The FTC said it sent warning letters to major tech firms including Alphabet, Amazon, Apple, Discord, Meta, Microsoft, Reddit, Snapchat, TikTok and X, alleging they are not complying with the Take It Down Act. The law requires covered platforms to provide a removal process for nonconsensual intimate images and delete reported content within 48 hours, with potential fines for violations. — The action puts large platforms on notice that U.S. regulators are actively enforcing rapid takedown requirements for abusive intimate imagery. Security, trust-and-safety, and privacy teams may need to implement reporting workflows, hashing, and cross-platform sharing processes to avoid penalties and better protect victims.

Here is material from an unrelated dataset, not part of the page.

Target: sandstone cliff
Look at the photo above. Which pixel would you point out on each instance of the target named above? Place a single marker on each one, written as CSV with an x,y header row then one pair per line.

Discord announced that end-to-end encryption for voice and video communications is now enabled by default for all users across supported platforms, with stage channels excluded. The company said it spent nearly three years building the system after beginning experiments in 2023 and rolling out an audited protocol for audio and video in 2024. — The change improves confidentiality for hundreds of millions of users and is notable as a major platform expanding, rather than retreating from, default encrypted communications. It matters to users, privacy advocates, and policymakers tracking the availability of strong encryption on mainstream services.

The FBI said IC3 received more than 13,400 complaints in 2025 involving cryptocurrency kiosks, with reported losses exceeding $388 million, up 58% from 2024. Texas led reported losses at nearly $57 million, followed by Florida at $32.7 million. The report ties the kiosks to fraud schemes including investment, tech-support, and romance scams, and comes amid state bans and lawsuits against kiosk operators. — The figures show large-scale consumer harm through a payment channel increasingly used in fraud, especially against older victims. The story matters for defenders, fraud investigators, and policymakers because it points to a growing abuse ecosystem and potential regulatory or enforcement action.

The Register reports that London’s Metropolitan Police made more than 700,000 requests for communications data from tech companies in 2025, according to FOI disclosures. The figures include requests involving platforms such as LycaMobile and claims of data acquisition from privacy-focused services including Proton Mail, ProtonVPN, and Signal, though Proton and Signal disputed parts of the police account. — The disclosures highlight the scale of police metadata surveillance and raise transparency and oversight questions around access to communications data from mainstream and privacy-oriented services. It matters to UK users, privacy defenders, and policymakers assessing lawful access powers and safeguards for sensitive professions such as journalists and lawyers.

EFF highlights reports that Microsoft investigated and reportedly suspended certain services in September 2025 after concerns that its Azure cloud and AI offerings were being used by Israeli military and intelligence units in surveillance and targeting operations in Gaza. The article also points to the reported departure of Microsoft's Israel chief amid pressure for disclosure and stronger safeguards. — This is a significant surveillance and privacy accountability story for cloud and AI providers operating in conflict settings. It matters to affected populations, civil society, and enterprise customers because it raises questions about how major vendors assess, restrict, and disclose high-risk government use of their infrastructure.

The Department of Justice sent grand jury subpoenas to The Wall Street Journal seeking records related to its journalists' reporting on the lead-up to the war in Iran, and other media outlets reportedly received similar demands. The move is framed by press-freedom advocates as an effort to identify confidential sources through leak investigations. — This has direct implications for source protection, newsroom security, and government surveillance of journalists. News organizations and reporters may need to harden communications and prepare for legal demands targeting records and metadata.